At $10 a month, subscribers receive a box of six deluxe samples, “along with an exclusive PLAY! BOOK — packed with helpful advice — and a PLAY! PASS to redeem in store for a free one-on-one learning session with a beauty expert,” according to Sephora’s website. Each box is curated around a certain theme like “Secrets to Dewy Skin.”

A spokesperson for Sephora declined a request for an interview from FOXBusiness.com.

Liz Cadman, founder of My Subscription Addiction, a blog for news and reviews of subscription services, says bigger companies are starting to enter the subscription world as a way to maintain their customer base.

“Long-term Sephora will be a major player in the arena; they have that name recognition.”

Cadman added that My Subscription Box’s announcement of the Sephora box was the site’s most shared post of all time.

The LVMH-owned Sephora has 1,900 stores worldwide. In 2007, it launched the “Beauty Insider” program to reward loyal clients, followed by V.I.B. (Very Important Beauty Insider) in 2009. It stands to reason, then, that Sephora would have little trouble gaining traction in the subscription box market.

How does Birchbox, Sephora’s most obvious competitor, feel about the beauty retailer’s entrance into the space?

“A huge beauty retailer seeing this [subscription service] as an opportunity for them validates what we’ve done,” said Birchbox CEO and Co-Founder Katia Beauchamp.

The company, which just celebrated its five-year anniversary, has one million subscribers in six countries. In 2012, Birchbox Man launched and in 2014, Birchbox opened its first brick-and-mortar store in Soho, New York.

“It’s ironic – the five-year number we projected was what we reached in seven months,” Beauchamp said.

Unlike Sephora, Birchbox prides itself on not catering to the “beauty junkie” demographic. That is to say, it focuses on women who have a more casual relationship with beauty or are perhaps even intimidated by the beauty aisle.

Subscribers create a “Beauty Profile” once they sign up for the $10-a-month service, allowing for a custom-curated box each month. The goal is to drive customers to the Birchbox e-commerce shop, where they can choose from over 800 beauty, grooming and lifestyle brands.

Birchbox subscribers earn points that can be redeemed toward an order on the e-commerce site by reviewing their samples every month, inviting friends to subscribe and sharing their box on social media.

Beauchamp says the subscription model is “a natural evolution to the e-commerce industry,” because it personalizes the shopping experience as well as adds value for the consumer.

That being said, one of the brand’s goals going forward is to add more brick-and-mortar stores across the U.S. to complement the online shopping component.

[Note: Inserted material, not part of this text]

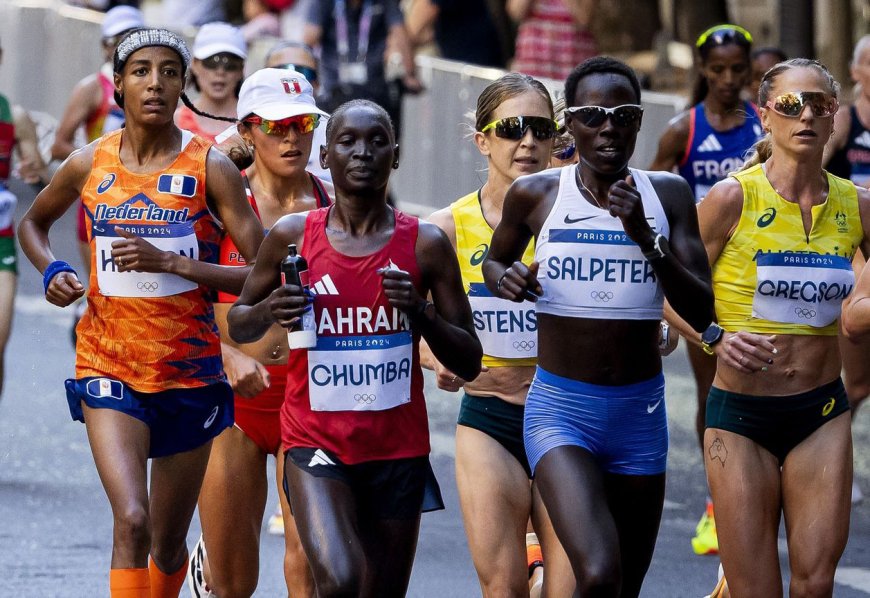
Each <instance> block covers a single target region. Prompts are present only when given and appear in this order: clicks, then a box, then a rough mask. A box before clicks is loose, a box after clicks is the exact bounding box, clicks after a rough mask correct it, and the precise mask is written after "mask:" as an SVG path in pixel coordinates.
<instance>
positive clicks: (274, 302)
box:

Different from Sephora, the layout of the physical stores will arrange products by category (eyeliner, moisturizer, etc.) as opposed to by brand.

As Sephora moves into the subscription space and Birchbox increases their brick-and-mortar presence, will consumers have to choose between the two?

“Our average user has seven subscriptions and 12 more on their wish list,” said Cadman.

She added that many women will subscribe to both boxes and that there is room in the beauty category for Sephora and Birchbox to co-exist without one infringing on the other’s bottom line.

For those undecided about which box or boxes they should invest in the future, Cadman suggests looking at reviews of the last three months’ boxes.

“Would you have been happy paying for those items?” she said.